Ten minutes later I was quietly playing chess with a girl named Gemma, and my mum treated me to fish & chips that evening so I wouldn’t resent her for her earlier act of betrayal. It worked. Superheroes should be immune to bribery, damn it!
Gemma didn’t become one of my best friends in this new class, but we remained in contact, sitting only two tables away from each other. It was she who invited me to an Italian restaurant for her 10th birthday party, which occurred on the night that two rather important things happened in the centre of town. I consumed spaghetti carbonara for the first time, and Trade Carpets burnt down. To my knowledge, the two events were not connected. We’d never seen flames like it; smoke billowing across town and out to the fields. I’m unaware if sheep recognise the smell of burning wool, but if they do, their little legs must have been quaking that night. By that time, of course, on the precipice of my teenage years, my earlier folly had been forgotten, and it never crossed my mind to don my imaginary cape and mask and pursue the Trade Carpets arsonist (the whole town was convinced the fire had been no accident).

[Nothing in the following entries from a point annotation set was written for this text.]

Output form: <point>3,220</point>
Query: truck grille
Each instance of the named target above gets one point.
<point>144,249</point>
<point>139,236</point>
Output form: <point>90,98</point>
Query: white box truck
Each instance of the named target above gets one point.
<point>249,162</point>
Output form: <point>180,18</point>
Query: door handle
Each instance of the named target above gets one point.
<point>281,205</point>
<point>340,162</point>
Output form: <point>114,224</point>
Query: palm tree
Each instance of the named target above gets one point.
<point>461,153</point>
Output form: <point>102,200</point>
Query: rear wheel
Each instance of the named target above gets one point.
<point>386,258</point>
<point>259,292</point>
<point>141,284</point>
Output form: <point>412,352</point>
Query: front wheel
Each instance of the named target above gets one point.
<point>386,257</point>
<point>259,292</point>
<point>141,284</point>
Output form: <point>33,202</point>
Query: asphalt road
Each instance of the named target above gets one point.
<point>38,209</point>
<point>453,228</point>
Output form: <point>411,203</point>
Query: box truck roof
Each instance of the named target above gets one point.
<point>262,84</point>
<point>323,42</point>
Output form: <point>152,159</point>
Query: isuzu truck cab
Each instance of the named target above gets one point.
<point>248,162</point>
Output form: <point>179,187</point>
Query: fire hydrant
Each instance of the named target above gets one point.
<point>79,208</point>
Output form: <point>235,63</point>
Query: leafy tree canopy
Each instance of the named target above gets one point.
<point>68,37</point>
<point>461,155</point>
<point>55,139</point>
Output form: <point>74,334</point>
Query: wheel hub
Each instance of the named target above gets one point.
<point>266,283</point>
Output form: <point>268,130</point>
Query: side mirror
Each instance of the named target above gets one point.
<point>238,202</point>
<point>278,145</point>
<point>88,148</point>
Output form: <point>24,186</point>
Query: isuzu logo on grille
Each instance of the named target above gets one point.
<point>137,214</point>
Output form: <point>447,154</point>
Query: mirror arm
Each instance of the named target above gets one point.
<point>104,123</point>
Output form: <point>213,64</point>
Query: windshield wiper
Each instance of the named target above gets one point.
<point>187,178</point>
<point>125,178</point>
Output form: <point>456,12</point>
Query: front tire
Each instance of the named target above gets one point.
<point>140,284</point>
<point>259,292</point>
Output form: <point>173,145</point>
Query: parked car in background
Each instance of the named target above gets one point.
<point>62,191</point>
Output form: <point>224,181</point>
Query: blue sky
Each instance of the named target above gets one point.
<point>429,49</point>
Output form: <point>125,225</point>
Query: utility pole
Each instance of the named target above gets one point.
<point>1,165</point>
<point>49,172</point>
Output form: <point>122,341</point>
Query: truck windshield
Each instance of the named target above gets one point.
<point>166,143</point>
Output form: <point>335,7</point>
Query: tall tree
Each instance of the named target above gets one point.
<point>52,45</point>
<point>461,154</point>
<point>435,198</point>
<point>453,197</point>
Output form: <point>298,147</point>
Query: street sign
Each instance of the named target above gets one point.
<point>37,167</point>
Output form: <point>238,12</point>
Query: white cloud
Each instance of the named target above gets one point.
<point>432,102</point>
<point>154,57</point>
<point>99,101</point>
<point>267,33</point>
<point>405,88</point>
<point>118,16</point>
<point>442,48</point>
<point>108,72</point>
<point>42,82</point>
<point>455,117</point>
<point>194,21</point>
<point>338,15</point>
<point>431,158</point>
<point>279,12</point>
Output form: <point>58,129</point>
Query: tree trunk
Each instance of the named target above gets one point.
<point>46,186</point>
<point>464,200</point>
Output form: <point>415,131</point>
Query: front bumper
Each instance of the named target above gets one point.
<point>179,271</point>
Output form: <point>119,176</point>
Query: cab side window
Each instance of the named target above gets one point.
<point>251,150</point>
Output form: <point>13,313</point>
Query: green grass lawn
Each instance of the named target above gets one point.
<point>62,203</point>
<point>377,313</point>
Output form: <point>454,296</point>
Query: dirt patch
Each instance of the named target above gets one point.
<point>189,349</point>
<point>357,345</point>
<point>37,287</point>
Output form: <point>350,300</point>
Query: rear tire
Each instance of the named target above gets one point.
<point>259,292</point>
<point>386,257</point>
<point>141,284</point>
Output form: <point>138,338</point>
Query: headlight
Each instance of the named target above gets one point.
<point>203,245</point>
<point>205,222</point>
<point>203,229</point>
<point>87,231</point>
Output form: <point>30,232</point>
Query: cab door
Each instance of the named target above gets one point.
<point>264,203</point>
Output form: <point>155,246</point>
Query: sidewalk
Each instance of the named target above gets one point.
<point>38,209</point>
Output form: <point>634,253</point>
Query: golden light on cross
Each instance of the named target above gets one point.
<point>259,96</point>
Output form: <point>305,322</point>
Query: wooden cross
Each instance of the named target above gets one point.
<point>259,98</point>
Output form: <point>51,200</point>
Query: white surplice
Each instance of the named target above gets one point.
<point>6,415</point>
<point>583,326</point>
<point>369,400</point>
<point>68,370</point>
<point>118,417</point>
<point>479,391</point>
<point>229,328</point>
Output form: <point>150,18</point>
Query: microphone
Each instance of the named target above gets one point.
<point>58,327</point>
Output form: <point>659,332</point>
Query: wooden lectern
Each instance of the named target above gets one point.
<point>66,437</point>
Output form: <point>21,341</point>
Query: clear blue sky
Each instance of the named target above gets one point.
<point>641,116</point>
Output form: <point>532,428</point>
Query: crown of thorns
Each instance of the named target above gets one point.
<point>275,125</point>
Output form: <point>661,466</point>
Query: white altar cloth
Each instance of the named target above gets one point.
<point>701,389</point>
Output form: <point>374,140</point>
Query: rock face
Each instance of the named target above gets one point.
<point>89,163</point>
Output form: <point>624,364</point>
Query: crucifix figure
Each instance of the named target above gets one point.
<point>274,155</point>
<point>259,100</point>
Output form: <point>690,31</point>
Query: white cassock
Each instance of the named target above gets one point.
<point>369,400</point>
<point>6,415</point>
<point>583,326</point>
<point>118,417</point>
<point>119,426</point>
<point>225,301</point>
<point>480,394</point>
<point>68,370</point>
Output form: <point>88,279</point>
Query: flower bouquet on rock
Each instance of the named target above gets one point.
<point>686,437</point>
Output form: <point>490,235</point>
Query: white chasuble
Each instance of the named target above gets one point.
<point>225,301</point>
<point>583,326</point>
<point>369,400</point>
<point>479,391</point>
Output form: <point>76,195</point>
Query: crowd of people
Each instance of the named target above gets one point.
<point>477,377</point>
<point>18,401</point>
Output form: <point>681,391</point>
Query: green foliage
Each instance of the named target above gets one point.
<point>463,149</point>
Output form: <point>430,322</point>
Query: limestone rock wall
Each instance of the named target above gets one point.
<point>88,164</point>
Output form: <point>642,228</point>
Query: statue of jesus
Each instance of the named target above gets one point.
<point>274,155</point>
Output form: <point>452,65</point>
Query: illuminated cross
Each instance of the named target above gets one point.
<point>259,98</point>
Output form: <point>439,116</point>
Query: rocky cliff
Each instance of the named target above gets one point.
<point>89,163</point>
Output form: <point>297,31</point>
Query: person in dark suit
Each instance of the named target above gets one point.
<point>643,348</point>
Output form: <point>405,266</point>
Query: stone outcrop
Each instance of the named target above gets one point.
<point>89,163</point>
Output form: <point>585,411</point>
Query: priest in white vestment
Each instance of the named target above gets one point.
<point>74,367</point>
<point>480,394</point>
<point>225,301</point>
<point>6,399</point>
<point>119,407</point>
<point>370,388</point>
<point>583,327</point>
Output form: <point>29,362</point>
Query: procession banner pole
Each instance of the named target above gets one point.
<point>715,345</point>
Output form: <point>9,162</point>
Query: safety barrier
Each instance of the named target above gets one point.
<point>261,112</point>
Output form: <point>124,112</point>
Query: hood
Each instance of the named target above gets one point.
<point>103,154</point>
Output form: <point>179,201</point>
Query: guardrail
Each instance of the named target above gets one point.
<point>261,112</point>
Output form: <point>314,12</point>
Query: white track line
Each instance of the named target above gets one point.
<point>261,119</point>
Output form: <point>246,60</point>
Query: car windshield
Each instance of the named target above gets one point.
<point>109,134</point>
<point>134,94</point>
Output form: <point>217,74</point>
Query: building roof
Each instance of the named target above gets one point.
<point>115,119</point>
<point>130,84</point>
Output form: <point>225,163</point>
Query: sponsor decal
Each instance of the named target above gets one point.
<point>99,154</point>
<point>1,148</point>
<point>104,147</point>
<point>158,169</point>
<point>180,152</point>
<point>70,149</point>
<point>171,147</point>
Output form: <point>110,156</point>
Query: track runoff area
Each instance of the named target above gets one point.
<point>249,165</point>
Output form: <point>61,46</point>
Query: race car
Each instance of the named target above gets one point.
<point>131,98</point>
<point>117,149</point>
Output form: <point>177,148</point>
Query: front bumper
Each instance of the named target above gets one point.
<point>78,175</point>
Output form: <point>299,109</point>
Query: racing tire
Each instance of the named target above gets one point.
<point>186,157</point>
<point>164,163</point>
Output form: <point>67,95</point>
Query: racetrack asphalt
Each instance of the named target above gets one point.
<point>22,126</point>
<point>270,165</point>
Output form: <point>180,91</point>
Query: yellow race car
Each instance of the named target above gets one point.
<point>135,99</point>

Does that seven-year-old superhero live on somewhere deep inside of me? Possibly. Yet, it’s also possible that they’ve grown lazy, stuffed to the brim with carbonara; grown ashamed at their narrow-minded recruitment process; grown embarrassed, far keener to actually make friends with their classmates than to sit on a hill and watch, convincing themselves that they’re protecting everyone from unknown threats.